As you can see, make says it configuring, but the configure script is never executed. If I enter the work source directory and execute the configure script, and then call *make *everything works.

The makefile was originally written for automake v.1.5, autoconf v.2.53 and libtool v.1.3
Can anyone suggest what the problem is?

Thank,
John


----------



## SirDice (Sep 16, 2010)

Did you read Porter's Handbook: 6.4 Using GNU autotools?


----------



## oobayly (Sep 16, 2010)

Hmm, that'll complement my current bedtime reading of Understanding Flying Weather! Thanks for the tip.


----------



## SirDice (Sep 16, 2010)

I think aclocal, automake and autoreconf is already 'build-in', you just need the correct variables in your Makefile. There's no real need to do those 'by hand' with post-patch.

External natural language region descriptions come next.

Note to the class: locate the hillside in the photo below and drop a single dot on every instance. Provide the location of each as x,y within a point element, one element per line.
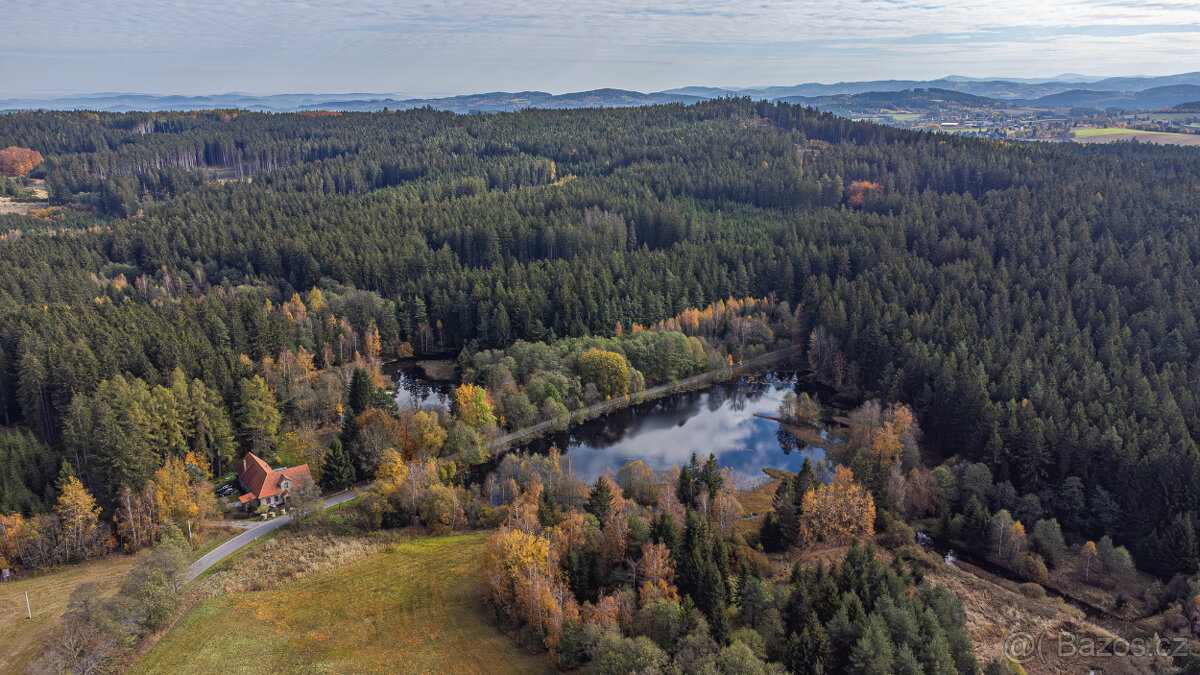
<point>1061,91</point>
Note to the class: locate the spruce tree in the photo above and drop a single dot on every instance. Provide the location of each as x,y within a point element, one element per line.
<point>600,499</point>
<point>337,471</point>
<point>360,393</point>
<point>874,652</point>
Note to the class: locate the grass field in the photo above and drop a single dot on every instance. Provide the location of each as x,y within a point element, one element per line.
<point>415,608</point>
<point>21,639</point>
<point>1110,135</point>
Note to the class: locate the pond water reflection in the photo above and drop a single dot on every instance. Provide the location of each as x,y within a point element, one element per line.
<point>665,432</point>
<point>415,390</point>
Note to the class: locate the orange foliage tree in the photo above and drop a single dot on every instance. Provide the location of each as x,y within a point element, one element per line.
<point>839,512</point>
<point>18,161</point>
<point>658,575</point>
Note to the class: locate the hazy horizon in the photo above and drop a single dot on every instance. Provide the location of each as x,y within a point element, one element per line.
<point>441,47</point>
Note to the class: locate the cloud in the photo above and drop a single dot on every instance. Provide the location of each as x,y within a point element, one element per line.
<point>457,46</point>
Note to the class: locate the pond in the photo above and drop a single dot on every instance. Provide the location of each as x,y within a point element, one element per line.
<point>414,390</point>
<point>720,419</point>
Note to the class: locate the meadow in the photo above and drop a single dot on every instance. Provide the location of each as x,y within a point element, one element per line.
<point>413,608</point>
<point>23,639</point>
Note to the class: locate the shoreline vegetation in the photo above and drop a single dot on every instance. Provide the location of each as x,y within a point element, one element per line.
<point>696,382</point>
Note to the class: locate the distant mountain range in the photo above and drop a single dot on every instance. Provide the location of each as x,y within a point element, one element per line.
<point>1065,91</point>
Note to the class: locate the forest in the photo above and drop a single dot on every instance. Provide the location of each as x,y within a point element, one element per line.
<point>209,284</point>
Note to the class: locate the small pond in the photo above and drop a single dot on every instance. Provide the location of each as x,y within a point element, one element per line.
<point>720,419</point>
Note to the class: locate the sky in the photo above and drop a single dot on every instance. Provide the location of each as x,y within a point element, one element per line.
<point>444,47</point>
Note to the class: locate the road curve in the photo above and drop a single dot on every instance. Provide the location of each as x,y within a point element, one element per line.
<point>251,533</point>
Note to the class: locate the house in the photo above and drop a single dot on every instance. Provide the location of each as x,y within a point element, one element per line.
<point>269,485</point>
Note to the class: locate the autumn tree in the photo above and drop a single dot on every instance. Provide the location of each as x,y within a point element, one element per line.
<point>79,517</point>
<point>377,431</point>
<point>135,518</point>
<point>658,575</point>
<point>839,512</point>
<point>472,406</point>
<point>424,435</point>
<point>258,418</point>
<point>180,496</point>
<point>1089,556</point>
<point>16,161</point>
<point>607,370</point>
<point>337,470</point>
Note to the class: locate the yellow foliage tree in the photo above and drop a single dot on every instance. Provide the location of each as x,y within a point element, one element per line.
<point>607,370</point>
<point>471,405</point>
<point>839,512</point>
<point>78,513</point>
<point>173,496</point>
<point>658,575</point>
<point>1089,556</point>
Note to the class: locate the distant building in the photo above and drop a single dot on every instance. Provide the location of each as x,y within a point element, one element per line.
<point>269,485</point>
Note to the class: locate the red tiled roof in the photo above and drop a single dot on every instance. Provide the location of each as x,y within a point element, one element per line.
<point>264,482</point>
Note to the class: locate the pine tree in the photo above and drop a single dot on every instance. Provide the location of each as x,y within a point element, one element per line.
<point>664,531</point>
<point>258,416</point>
<point>808,651</point>
<point>337,471</point>
<point>874,652</point>
<point>600,499</point>
<point>360,393</point>
<point>804,481</point>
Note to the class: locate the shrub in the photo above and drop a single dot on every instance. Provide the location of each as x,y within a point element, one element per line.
<point>1032,591</point>
<point>441,511</point>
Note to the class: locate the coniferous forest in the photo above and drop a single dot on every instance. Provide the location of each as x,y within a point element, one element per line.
<point>1036,305</point>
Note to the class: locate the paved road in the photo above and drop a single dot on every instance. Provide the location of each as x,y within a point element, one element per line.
<point>251,533</point>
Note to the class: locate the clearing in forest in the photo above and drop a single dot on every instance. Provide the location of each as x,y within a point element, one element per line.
<point>21,639</point>
<point>415,608</point>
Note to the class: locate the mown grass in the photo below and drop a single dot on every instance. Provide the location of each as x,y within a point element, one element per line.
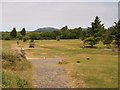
<point>101,71</point>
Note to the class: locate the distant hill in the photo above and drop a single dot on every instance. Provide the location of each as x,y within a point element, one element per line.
<point>46,29</point>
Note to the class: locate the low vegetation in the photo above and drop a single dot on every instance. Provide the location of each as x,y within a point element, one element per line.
<point>89,67</point>
<point>15,69</point>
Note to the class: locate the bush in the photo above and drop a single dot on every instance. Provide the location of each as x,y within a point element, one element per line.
<point>11,80</point>
<point>14,60</point>
<point>58,38</point>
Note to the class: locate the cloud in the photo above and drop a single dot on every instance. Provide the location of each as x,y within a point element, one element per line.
<point>34,15</point>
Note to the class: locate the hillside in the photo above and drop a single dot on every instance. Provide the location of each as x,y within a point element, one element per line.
<point>46,29</point>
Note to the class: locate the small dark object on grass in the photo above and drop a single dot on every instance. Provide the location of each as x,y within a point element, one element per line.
<point>88,58</point>
<point>59,62</point>
<point>78,61</point>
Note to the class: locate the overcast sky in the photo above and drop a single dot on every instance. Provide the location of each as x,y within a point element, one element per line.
<point>33,15</point>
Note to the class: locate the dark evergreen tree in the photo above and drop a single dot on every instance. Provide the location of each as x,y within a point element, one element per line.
<point>94,33</point>
<point>117,33</point>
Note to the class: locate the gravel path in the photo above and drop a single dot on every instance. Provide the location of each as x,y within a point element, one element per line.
<point>49,74</point>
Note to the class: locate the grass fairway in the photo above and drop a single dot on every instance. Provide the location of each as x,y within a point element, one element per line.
<point>101,71</point>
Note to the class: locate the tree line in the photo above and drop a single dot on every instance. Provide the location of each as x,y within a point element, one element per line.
<point>91,35</point>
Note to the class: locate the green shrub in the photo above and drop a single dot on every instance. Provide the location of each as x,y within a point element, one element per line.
<point>13,60</point>
<point>11,80</point>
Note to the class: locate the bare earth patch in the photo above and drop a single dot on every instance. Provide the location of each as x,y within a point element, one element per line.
<point>48,74</point>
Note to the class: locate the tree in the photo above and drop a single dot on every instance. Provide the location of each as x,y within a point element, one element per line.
<point>107,36</point>
<point>23,32</point>
<point>13,33</point>
<point>117,33</point>
<point>94,33</point>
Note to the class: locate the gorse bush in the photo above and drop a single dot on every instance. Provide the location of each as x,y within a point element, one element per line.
<point>9,55</point>
<point>14,60</point>
<point>10,80</point>
<point>13,63</point>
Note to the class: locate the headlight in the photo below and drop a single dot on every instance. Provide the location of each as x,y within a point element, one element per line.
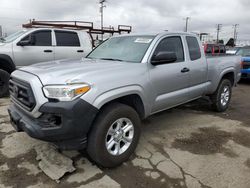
<point>65,92</point>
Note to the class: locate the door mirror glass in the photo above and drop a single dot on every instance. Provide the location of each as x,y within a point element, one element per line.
<point>163,58</point>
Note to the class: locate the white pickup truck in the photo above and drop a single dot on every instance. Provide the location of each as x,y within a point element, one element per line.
<point>30,46</point>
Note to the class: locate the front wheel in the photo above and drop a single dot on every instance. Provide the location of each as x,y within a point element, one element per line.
<point>114,135</point>
<point>222,96</point>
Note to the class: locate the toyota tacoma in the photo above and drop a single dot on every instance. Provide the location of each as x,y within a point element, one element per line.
<point>98,102</point>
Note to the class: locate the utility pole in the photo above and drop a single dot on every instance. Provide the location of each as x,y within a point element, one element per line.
<point>1,31</point>
<point>218,28</point>
<point>187,19</point>
<point>101,2</point>
<point>235,26</point>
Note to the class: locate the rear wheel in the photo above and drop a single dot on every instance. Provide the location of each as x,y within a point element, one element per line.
<point>4,83</point>
<point>114,135</point>
<point>222,96</point>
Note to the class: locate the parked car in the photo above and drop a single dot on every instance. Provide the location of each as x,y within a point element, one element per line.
<point>97,102</point>
<point>245,61</point>
<point>214,49</point>
<point>30,46</point>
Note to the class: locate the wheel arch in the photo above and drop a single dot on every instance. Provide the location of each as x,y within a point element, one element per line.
<point>131,96</point>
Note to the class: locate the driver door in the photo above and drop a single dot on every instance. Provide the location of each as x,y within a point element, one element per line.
<point>40,51</point>
<point>170,81</point>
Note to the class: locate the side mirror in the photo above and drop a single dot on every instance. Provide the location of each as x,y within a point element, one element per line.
<point>163,58</point>
<point>30,41</point>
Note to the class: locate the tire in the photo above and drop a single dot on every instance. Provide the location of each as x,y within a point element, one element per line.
<point>107,124</point>
<point>4,83</point>
<point>222,96</point>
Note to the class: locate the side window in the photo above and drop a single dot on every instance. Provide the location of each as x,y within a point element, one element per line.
<point>171,44</point>
<point>216,49</point>
<point>41,38</point>
<point>209,49</point>
<point>194,48</point>
<point>67,38</point>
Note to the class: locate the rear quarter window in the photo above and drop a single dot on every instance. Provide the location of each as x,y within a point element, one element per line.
<point>193,48</point>
<point>67,38</point>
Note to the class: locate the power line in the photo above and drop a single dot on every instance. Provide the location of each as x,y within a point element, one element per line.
<point>218,28</point>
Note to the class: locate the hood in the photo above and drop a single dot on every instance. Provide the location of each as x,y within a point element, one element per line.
<point>83,70</point>
<point>245,59</point>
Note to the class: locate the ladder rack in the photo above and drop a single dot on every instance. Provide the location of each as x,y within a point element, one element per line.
<point>79,25</point>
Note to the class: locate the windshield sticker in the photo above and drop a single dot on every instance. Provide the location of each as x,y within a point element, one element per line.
<point>143,40</point>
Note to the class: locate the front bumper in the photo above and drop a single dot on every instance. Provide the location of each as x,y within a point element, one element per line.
<point>65,124</point>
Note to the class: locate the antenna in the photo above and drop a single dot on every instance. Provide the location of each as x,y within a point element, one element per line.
<point>101,2</point>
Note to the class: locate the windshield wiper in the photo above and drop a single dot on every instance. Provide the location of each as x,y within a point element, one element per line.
<point>111,59</point>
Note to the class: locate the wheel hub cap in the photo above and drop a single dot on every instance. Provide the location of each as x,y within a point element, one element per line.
<point>225,95</point>
<point>119,136</point>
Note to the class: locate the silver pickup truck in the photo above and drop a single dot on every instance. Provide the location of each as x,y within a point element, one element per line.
<point>98,102</point>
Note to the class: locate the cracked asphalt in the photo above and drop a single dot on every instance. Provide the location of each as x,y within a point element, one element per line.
<point>189,146</point>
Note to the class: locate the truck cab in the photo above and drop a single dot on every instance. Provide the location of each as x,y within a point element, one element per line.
<point>34,45</point>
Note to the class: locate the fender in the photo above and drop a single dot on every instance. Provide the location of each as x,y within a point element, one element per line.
<point>7,65</point>
<point>116,93</point>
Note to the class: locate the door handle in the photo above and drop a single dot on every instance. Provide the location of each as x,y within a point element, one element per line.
<point>185,70</point>
<point>80,51</point>
<point>48,51</point>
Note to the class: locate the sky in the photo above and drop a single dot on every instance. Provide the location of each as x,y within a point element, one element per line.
<point>142,15</point>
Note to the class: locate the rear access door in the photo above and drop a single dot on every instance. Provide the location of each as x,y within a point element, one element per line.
<point>198,68</point>
<point>170,81</point>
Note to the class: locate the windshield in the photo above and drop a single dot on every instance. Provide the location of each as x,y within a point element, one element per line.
<point>124,48</point>
<point>13,36</point>
<point>245,52</point>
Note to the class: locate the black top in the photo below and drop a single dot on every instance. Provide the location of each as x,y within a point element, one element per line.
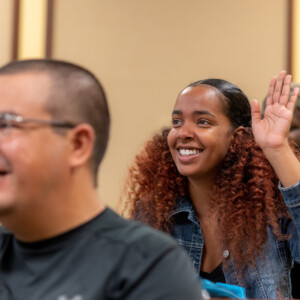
<point>106,258</point>
<point>217,275</point>
<point>295,279</point>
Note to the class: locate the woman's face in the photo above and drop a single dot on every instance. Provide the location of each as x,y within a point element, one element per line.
<point>201,133</point>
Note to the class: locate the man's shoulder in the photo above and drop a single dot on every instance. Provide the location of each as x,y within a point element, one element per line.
<point>132,233</point>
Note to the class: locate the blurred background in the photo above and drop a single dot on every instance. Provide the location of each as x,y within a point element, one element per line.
<point>145,52</point>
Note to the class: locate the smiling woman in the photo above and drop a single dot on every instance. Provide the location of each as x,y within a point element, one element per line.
<point>209,181</point>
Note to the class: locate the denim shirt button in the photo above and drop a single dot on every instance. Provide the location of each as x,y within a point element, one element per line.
<point>225,253</point>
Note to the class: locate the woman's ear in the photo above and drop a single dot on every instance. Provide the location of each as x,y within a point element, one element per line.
<point>82,139</point>
<point>237,131</point>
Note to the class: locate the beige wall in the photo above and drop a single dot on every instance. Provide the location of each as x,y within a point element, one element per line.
<point>6,15</point>
<point>145,52</point>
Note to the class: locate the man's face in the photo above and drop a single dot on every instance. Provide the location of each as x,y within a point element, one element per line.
<point>32,158</point>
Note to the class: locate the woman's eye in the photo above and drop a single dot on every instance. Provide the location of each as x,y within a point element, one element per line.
<point>4,124</point>
<point>203,122</point>
<point>176,122</point>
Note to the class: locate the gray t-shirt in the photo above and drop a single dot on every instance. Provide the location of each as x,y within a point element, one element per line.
<point>106,258</point>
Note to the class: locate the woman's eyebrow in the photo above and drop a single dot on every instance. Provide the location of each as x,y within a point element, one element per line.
<point>197,112</point>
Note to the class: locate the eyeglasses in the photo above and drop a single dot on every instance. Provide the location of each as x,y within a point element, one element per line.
<point>9,121</point>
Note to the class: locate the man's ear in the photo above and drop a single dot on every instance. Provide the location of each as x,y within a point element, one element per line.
<point>82,139</point>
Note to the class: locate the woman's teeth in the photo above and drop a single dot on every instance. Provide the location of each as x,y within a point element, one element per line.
<point>186,152</point>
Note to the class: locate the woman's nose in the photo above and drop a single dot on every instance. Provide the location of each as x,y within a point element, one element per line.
<point>186,131</point>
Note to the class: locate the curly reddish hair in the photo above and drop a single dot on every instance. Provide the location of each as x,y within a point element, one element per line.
<point>245,194</point>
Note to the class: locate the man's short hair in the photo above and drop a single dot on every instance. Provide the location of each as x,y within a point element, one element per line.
<point>75,96</point>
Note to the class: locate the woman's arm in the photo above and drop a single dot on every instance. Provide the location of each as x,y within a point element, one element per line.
<point>271,132</point>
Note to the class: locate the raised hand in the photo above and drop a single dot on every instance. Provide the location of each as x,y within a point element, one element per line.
<point>271,132</point>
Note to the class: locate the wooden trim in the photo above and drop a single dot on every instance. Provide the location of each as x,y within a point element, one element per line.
<point>15,29</point>
<point>290,36</point>
<point>49,28</point>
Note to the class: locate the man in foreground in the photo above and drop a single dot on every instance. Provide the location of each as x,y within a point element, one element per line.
<point>58,240</point>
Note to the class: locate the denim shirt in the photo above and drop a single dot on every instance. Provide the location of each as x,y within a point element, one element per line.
<point>270,276</point>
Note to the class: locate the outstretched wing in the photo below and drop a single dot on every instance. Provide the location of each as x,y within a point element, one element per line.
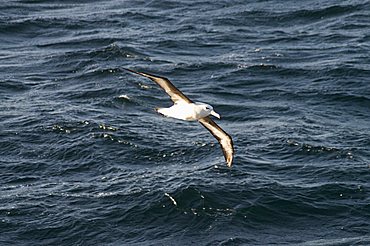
<point>175,94</point>
<point>223,138</point>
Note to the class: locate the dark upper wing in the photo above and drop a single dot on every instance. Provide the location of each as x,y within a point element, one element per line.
<point>223,138</point>
<point>166,85</point>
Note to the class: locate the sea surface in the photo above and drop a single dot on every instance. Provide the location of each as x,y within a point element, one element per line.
<point>86,160</point>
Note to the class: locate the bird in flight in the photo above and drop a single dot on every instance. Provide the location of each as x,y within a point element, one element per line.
<point>185,109</point>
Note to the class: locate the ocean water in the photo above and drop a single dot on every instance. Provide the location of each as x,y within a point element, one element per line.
<point>85,159</point>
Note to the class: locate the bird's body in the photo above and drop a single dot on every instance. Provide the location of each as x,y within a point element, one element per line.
<point>185,109</point>
<point>188,111</point>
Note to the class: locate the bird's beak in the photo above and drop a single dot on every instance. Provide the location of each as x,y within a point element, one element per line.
<point>215,114</point>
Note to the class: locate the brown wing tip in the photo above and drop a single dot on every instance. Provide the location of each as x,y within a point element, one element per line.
<point>229,161</point>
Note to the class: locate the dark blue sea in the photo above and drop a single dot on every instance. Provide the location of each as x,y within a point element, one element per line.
<point>86,160</point>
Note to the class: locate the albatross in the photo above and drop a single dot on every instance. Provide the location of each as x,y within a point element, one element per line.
<point>185,109</point>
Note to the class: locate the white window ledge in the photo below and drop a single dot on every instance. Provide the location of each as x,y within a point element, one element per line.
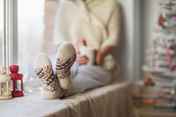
<point>36,106</point>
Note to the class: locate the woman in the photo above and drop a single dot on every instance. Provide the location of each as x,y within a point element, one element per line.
<point>86,31</point>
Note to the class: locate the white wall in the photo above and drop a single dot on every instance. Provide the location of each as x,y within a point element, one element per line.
<point>130,57</point>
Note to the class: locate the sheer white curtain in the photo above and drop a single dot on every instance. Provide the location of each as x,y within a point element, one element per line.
<point>30,33</point>
<point>34,36</point>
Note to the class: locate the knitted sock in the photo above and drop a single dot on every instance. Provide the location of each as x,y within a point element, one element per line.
<point>50,84</point>
<point>66,56</point>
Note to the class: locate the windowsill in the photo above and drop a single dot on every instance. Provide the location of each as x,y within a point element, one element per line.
<point>36,106</point>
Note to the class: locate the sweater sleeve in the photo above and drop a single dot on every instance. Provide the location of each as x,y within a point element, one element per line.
<point>113,29</point>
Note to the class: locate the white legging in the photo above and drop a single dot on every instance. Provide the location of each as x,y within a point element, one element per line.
<point>83,77</point>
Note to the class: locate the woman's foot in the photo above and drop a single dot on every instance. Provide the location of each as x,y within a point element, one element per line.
<point>44,72</point>
<point>66,56</point>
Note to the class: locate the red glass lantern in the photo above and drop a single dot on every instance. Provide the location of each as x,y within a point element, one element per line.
<point>17,80</point>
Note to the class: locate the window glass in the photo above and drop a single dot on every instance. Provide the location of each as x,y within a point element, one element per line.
<point>35,26</point>
<point>1,29</point>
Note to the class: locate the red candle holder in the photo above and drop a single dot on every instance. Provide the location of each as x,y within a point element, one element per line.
<point>17,81</point>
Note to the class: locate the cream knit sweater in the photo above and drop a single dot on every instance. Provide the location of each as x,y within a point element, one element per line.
<point>97,21</point>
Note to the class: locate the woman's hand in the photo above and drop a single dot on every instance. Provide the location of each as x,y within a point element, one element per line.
<point>101,54</point>
<point>82,60</point>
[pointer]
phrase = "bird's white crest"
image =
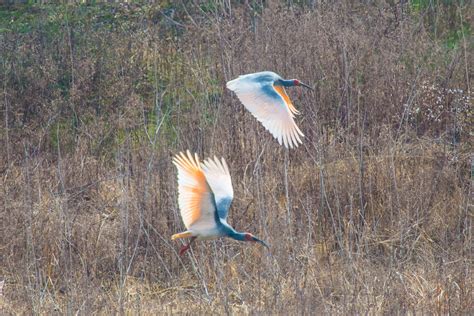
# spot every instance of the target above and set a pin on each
(258, 94)
(218, 177)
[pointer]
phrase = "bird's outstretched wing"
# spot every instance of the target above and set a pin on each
(195, 198)
(271, 106)
(218, 177)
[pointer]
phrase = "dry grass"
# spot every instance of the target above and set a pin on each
(373, 214)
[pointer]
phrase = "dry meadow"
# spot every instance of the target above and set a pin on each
(371, 215)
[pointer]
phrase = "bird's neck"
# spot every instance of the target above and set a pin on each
(287, 83)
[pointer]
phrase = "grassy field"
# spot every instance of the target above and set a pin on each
(373, 214)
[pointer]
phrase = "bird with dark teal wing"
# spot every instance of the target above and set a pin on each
(263, 94)
(204, 196)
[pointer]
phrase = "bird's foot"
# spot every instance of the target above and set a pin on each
(183, 249)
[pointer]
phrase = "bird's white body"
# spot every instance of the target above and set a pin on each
(263, 94)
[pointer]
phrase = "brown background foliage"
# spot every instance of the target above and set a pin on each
(372, 214)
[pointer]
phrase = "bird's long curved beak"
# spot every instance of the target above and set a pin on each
(306, 86)
(262, 242)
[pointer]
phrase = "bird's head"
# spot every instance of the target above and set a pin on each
(296, 82)
(250, 237)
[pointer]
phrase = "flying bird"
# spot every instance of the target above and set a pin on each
(263, 94)
(204, 196)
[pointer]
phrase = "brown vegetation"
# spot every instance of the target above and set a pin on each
(372, 214)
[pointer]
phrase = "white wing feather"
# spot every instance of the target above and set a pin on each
(268, 107)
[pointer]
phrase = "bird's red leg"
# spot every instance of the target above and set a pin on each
(186, 247)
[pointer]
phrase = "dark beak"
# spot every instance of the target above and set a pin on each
(306, 86)
(261, 241)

Not sure about libtoolize though, you may need to experiment a little.


----------



## oobayly (Sep 16, 2010)

SirDice said:
			
		

> I think aclocal, automake and autoreconf is already 'build-in', you just need the correct variables in your Makefile. There's no real need to do those 'by hand' with post-patch.
> 
> Not sure about libtoolize though, you may need to experiment a little.



Using the "Building Mechanisims" & "GNU autotools" chapters, I was able to tidy up the post-patch executes. However libtoolize left me scratching my head, so I've had to leave it in post-patch.

As for the configure script not running, there was no *GNU_CONFIGURE= yes* set. The whole package compiles effortlessly now.


----------